This one’s easy. ‘Cause I am telling another guy’s story. Because it’s a good one. Also because it exemplifies how, although a certain joke can be eminently serviceable, the comedically “gifted” can often provide an even better version of it. And the icing on the cake, or the cherry on top of the sundae – pick the cliché of your choice – is that the story in question is true. Or at least the person who related it said it was.
The originator of this story is a (now departed) veteran comedy writer named Jack Douglas, who told it during one of his numerous appearances on Jack Paar’s Tonight Show, Jack Paar predating Johnny Carson who predated Jay Leno who predated Jimmy Fallon as the Tonight Show’s full-time ringmaster. I actually saw Douglas tell this story.
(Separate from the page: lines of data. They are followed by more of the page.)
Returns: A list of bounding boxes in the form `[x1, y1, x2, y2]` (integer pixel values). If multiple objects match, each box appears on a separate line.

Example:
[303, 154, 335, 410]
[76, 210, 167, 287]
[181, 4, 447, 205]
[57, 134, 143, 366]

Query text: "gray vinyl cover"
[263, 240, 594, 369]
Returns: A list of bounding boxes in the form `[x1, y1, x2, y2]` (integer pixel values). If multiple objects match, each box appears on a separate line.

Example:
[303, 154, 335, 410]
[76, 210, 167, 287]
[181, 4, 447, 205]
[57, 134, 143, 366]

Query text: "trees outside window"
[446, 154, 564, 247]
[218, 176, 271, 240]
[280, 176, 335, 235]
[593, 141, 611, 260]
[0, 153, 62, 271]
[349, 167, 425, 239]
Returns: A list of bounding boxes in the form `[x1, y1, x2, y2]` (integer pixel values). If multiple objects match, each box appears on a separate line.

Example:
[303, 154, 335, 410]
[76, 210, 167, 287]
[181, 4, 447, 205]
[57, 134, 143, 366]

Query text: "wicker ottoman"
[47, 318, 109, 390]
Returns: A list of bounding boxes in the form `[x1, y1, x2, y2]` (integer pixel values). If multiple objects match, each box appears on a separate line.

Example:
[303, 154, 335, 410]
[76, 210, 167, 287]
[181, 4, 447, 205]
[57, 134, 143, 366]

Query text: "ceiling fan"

Which makes me (no news to regular readers) quite ohhhhhld.
Though highly respected by the cogniscenti – he wrote for some of the biggest comedians of the day, including Bob Hope and Red Skelton – he also wrote a series of memoirs, including one I read and greatly enjoyed entitled My Brother Is An Only Child – the inevitably dark and droll Jack Douglas was not inordinately famous.
Nevertheless, unlike today, where guests only appear on talk shows to plug their latest endeavor, many of the early invitees to the Tonight Show appeared simply because they were interesting.
"Is that true, Uncle Earl?"
Hard to believe, but it is.
"Wow! That would make talk shows worth watching!"
Tell me about it.
The story Douglas related took place during the late 1950’s, at a time when the compact and economical German Volkswagen “Beetle” – or “Bug” as some called it – was emerging as a challenger to Detroit’s gargantuan gas guzzlers.
The situation involves a “Practical Joke”, a genre of laugh-inducement I am generally less than enamored of because I identify too empathically with its targeted victim. That’s just the goodhearted kind of sweet potato I am. I cannot help myself.
As the story goes, Jack Douglas had this next-door neighbor who had recently purchased a compact Volkswagen “Beetle”, and from then on, all he would ever talk about, to the distress of anyone unfortunate enough to be within earshot, was the remarkable upgrade in his gas mileage.
People are getting the standard 15 to 18 miles per gallon; this guy’s getting close to thirty. He could barely remember the last time he filled up at a gas station. It was incredible. The car was virtually driving on air!
According to Mr. Douglas –and sympathizers identifying with his having to put with this compact car-owning blowhard, the audience’s laughter suggesting there was many of them – this Bozo was asking for it.
Now, what would be the appropriate practical joke in this situation?
The standard version would be to sneak over to the “Beetle” owner’s house at night and siphon gasoline out of his gas tank, perplexing the man with his suddenly reduced gas mileage and, more importantly, shutting the guy up.
Douglas, however, as they say in the comedy fraternity, went diabolically “the other way.”
Every night for a week, as he told it, a posse of co-conspirators would sneak over to the “Bug” owner’s house, carrying a five-gallon can… and add gas to his gas tank. Now, instead of boasting about getting close to thirty miles to the gallon, he was crowing that he was miraculously getting ninety!
A week later, the conspirators stopped pouring gas into his tank, confounding the “Beetle’s” owner when his gas mileage “plummeted” to thirty.
Do you see what he did there?
Instead of merely eliminating the source of the “Bug” owner’s excitement (by siphoning gas out), Douglas induced him into making ridiculous proclamations about his new car getting ninety miles to the gallon, and then humiliated him even further with the confession that his car’s mileage had subsequently fallen by two-thirds.
A person with reliable comedic instincts can easily skewer an annoying idiot with a retributive subterfuge.
A person with superior comedic instincts can knock it right out of the park.
Which, by the way, is what always distinguishes mediocre comedy from the “Top-‘O-The-Line.”
It’s the “reliable” versus the “sublime.”